Despite the uncertainty
over Brexit as Huddersfield (and most of the UK’s) property values continue their medium and long-term
upward trajectory. As economics is about supply and demand, the story behind
the Huddersfield property market can also be seen from those two sides of the
story.
Looking at the supply issues of the Huddersfield property
market, putting aside the short-term dearth of property on the market, one of the
main reasons of this sustained house price growth has been down to of the lack
of building new homes.
The
draconian planning laws, that over the last 70 years (starting with The Town and Country
Planning Act 1947) has meant the amount of land built on in the UK today, only
stands at 1.8% (no, that’s not a typo – its one point eight percent) and that
is made up of 1.1% with residential
property and 0.7% for commercial property. Now I am not advocating building modern
ugly carbuncles and high-rise flats in the Cotswolds, nor blot the landscape with
the building of massive out of place ugly 1,000 home housing estates around the
beautiful countryside of such villages as Denby Dale, Farnley Tyas and Netherthong.
The facts are, with the restrictions
on building homes for people to live in, because of these 70-year-old
restrictive planning regulations, homes that the youngsters of Huddersfield badly
need, aren’t being built. Adding fuel to that fire,
there has been a large dose of nimby-ism and landowners deliberately sitting on
land, which has kept land values high and from that keeps house prices high.
Looking at
the demand side of the equation, one might have thought property values would
drop because of Brexit and buyers uncertainty. However, certain commenters now
believe property values might rise because of Brexit. Many people are risk
adverse, especially with their hard-earned savings. The stock market is at an
all-time high (ready to pop again?) and
many people don’t trust the money markets. The thing about property is its
tangible, bricks and mortar, you can touch it and you can easily understand it.
The Brits have
historically put their faith in bricks and mortar, which they expect to rise in
value, in numerical terms, at least. Nationally, the value of property has
risen by 635.4% since 1984 whilst the stock market has risen by a very similar 593.1%.
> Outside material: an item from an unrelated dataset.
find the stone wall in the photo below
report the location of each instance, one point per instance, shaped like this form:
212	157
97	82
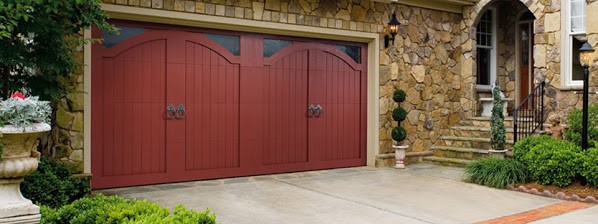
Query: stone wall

However, the stock market has had a roller coaster of a ride to get to those
figures. For example, in the dot com bubble of the early 2000’s, the FTSE100
dropped 126.3% in two years and it dropped again by 44.6% in 9 months in 2007…
the worst drop Huddersfield saw in property values was just 17.17% in the
2008/9 credit crunch.
Despite the slowdown
in the rate of annual property value growth in Huddersfield to the current 3.61%,
from the heady days of 6.3% annual increases seen in mid 2014, it can be argued
the headline rate of Huddersfield property price inflation is holding up well,
especially with the squeeze on real incomes, new taxation rules for landlords
and the slight ambiguity around Brexit. With mortgage rates at an all-time low and
tumbling unemployment, all these factors are largely continuing to help support
property values in Huddersfield (and the UK).